In March 2024, the Guardian’s environment desk began collaborating on a project that we hope will give voice to the growing number of people around the world living through the daily impact of climate breakdown. Our journalists have worked alongside researchers and humanitarian workers at the Climate Disaster Project (CDP) in Canada and the International Red Cross to compile a series of testimonies from survivors of recent extreme weather events.
CDP is an international teaching newsroom coordinated out of the University of Victoria in Canada that collaborates with disaster survivors. The teams are trained in trauma-informed interview skills, and spent hours speaking with people, listening to their stories and then relaying them in a way that takes us all through the experience. In publishing these testimonies and sharing them with you, we were able to help fulfil the project’s aim of creating “a people’s history of climate change” that would honour the dignity of the survivors.

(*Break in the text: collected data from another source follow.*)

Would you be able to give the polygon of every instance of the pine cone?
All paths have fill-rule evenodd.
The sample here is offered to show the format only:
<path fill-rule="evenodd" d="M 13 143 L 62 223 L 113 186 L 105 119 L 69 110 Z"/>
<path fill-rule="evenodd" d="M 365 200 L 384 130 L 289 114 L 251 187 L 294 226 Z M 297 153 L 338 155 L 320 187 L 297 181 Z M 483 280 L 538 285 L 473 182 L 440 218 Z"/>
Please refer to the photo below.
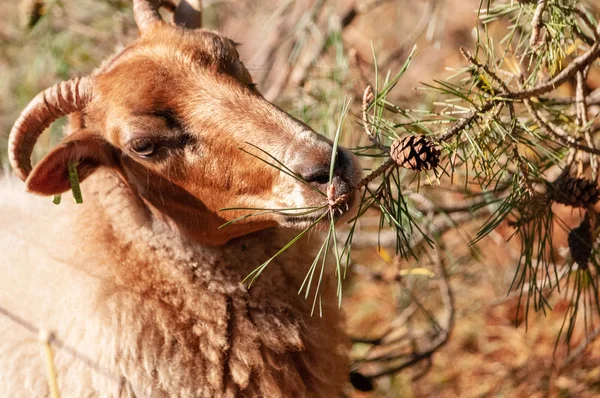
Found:
<path fill-rule="evenodd" d="M 390 156 L 398 166 L 416 171 L 437 167 L 440 153 L 424 135 L 409 135 L 395 140 L 390 148 Z"/>
<path fill-rule="evenodd" d="M 562 175 L 553 183 L 552 199 L 573 207 L 589 207 L 598 202 L 598 185 L 584 178 Z"/>
<path fill-rule="evenodd" d="M 569 232 L 569 250 L 579 268 L 586 269 L 592 253 L 592 229 L 587 215 L 577 228 Z"/>

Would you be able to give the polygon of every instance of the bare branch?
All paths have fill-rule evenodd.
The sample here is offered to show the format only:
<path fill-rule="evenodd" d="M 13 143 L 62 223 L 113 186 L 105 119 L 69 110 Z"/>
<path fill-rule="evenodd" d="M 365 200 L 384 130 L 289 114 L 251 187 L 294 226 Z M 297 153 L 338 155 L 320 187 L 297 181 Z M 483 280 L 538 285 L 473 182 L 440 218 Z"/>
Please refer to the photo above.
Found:
<path fill-rule="evenodd" d="M 587 348 L 587 346 L 595 341 L 598 336 L 600 336 L 600 327 L 594 329 L 593 331 L 591 331 L 586 337 L 585 340 L 582 341 L 573 351 L 571 351 L 571 353 L 569 354 L 569 356 L 567 357 L 567 359 L 565 359 L 565 362 L 563 364 L 564 366 L 570 365 L 571 363 L 573 363 L 577 358 L 579 358 L 581 356 L 581 354 L 583 354 L 585 352 L 585 349 Z"/>
<path fill-rule="evenodd" d="M 588 152 L 594 155 L 600 155 L 600 150 L 596 148 L 591 148 L 585 145 L 581 145 L 577 142 L 575 138 L 573 138 L 569 133 L 567 133 L 562 127 L 557 126 L 547 120 L 541 113 L 533 108 L 531 105 L 531 101 L 524 100 L 523 103 L 527 108 L 527 111 L 533 116 L 535 121 L 550 135 L 556 138 L 564 145 L 568 145 L 572 148 L 579 149 L 584 152 Z"/>
<path fill-rule="evenodd" d="M 536 47 L 540 37 L 540 29 L 543 26 L 542 15 L 546 9 L 548 0 L 538 0 L 537 7 L 533 13 L 533 19 L 531 20 L 531 38 L 529 39 L 529 45 Z"/>
<path fill-rule="evenodd" d="M 584 71 L 577 72 L 577 88 L 575 91 L 577 125 L 583 130 L 583 137 L 585 138 L 587 146 L 595 149 L 596 147 L 590 132 L 590 126 L 588 125 L 588 105 L 585 96 L 585 79 L 587 71 L 589 71 L 589 67 Z M 596 159 L 595 156 L 590 156 L 590 166 L 592 168 L 592 179 L 596 180 L 598 176 L 598 159 Z"/>
<path fill-rule="evenodd" d="M 487 73 L 496 83 L 500 85 L 500 87 L 502 87 L 504 92 L 510 93 L 510 89 L 508 88 L 506 83 L 504 83 L 504 81 L 500 79 L 500 77 L 494 71 L 492 71 L 488 65 L 483 65 L 481 62 L 476 60 L 475 57 L 473 57 L 473 55 L 468 50 L 465 50 L 463 47 L 460 47 L 460 53 L 463 55 L 463 57 L 467 59 L 467 61 L 485 71 L 485 73 Z"/>
<path fill-rule="evenodd" d="M 378 370 L 374 371 L 364 371 L 361 372 L 365 377 L 375 379 L 378 377 L 390 375 L 397 373 L 403 369 L 406 369 L 410 366 L 413 366 L 423 360 L 429 360 L 431 356 L 437 352 L 440 348 L 442 348 L 450 337 L 450 333 L 454 328 L 454 295 L 452 289 L 450 287 L 450 283 L 448 281 L 448 274 L 446 272 L 446 268 L 444 265 L 444 259 L 442 254 L 440 253 L 441 243 L 436 245 L 434 248 L 433 258 L 434 263 L 436 265 L 436 270 L 439 276 L 439 289 L 440 295 L 443 303 L 443 313 L 439 322 L 436 321 L 437 324 L 440 325 L 440 329 L 436 329 L 436 335 L 433 340 L 429 343 L 427 348 L 419 349 L 416 344 L 413 344 L 413 351 L 410 354 L 396 354 L 393 353 L 387 355 L 381 355 L 376 358 L 368 359 L 369 362 L 393 362 L 397 360 L 402 360 L 406 357 L 406 359 L 402 360 L 399 364 L 396 365 L 385 365 L 382 364 L 382 367 Z M 423 335 L 424 336 L 424 335 Z M 400 336 L 399 339 L 407 339 L 410 338 L 409 335 Z M 414 337 L 414 336 L 413 336 Z M 397 343 L 400 341 L 398 338 L 394 339 L 392 342 L 388 342 L 387 344 L 391 345 L 393 343 Z M 378 343 L 383 343 L 383 339 Z M 359 365 L 360 366 L 360 365 Z"/>
<path fill-rule="evenodd" d="M 565 83 L 567 80 L 572 79 L 575 74 L 585 69 L 589 64 L 594 62 L 600 56 L 600 42 L 595 42 L 584 54 L 575 58 L 565 69 L 560 71 L 556 76 L 550 79 L 548 82 L 540 84 L 528 90 L 517 91 L 513 93 L 499 94 L 500 97 L 507 99 L 517 100 L 526 99 L 531 97 L 538 97 L 540 95 L 549 93 L 555 90 L 558 86 Z"/>
<path fill-rule="evenodd" d="M 437 137 L 437 140 L 440 142 L 448 141 L 449 139 L 454 137 L 456 134 L 460 133 L 464 129 L 471 126 L 471 124 L 473 124 L 481 115 L 485 114 L 486 112 L 488 112 L 492 108 L 494 108 L 494 106 L 496 105 L 496 102 L 497 101 L 489 101 L 485 105 L 483 105 L 481 108 L 475 109 L 465 119 L 461 120 L 460 122 L 458 122 L 457 124 L 452 126 L 450 129 L 448 129 L 444 134 Z"/>

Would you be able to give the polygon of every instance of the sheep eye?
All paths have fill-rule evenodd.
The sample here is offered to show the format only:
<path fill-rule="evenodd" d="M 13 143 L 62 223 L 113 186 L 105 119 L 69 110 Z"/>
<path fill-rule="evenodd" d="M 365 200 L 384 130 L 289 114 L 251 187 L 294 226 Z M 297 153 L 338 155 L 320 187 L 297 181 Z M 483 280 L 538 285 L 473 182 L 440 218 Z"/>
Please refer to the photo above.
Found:
<path fill-rule="evenodd" d="M 155 150 L 154 142 L 145 138 L 133 141 L 129 147 L 133 152 L 143 158 L 151 156 Z"/>

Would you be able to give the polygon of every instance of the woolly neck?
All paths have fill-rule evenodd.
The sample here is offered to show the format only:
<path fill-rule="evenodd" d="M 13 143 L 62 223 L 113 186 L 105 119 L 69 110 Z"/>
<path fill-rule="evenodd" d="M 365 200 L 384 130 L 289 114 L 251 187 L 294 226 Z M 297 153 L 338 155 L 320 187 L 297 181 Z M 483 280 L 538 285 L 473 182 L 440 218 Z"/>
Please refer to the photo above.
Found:
<path fill-rule="evenodd" d="M 312 300 L 297 294 L 319 243 L 315 236 L 270 263 L 248 290 L 243 278 L 297 232 L 269 229 L 203 246 L 151 217 L 108 170 L 83 188 L 94 211 L 78 216 L 81 260 L 102 276 L 99 315 L 109 333 L 121 333 L 107 360 L 118 357 L 128 380 L 144 391 L 158 386 L 166 396 L 340 391 L 347 339 L 332 267 L 322 283 L 323 318 L 311 317 Z"/>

The Red Cross worked with the Guardian’s environment editor, Damian Carrington, to collect further survivor testimonies. “The climate crisis is already here, taking lives, destroying homes, wiping out livelihoods,” says Carrington. “That human suffering must be recognised now to get as much help to climate victims as possible. The harrowing testimony of these witnesses is also vital as evidence that every delay in climate action causes terrible harm, which will only increase until fossil fuel burning is ended.”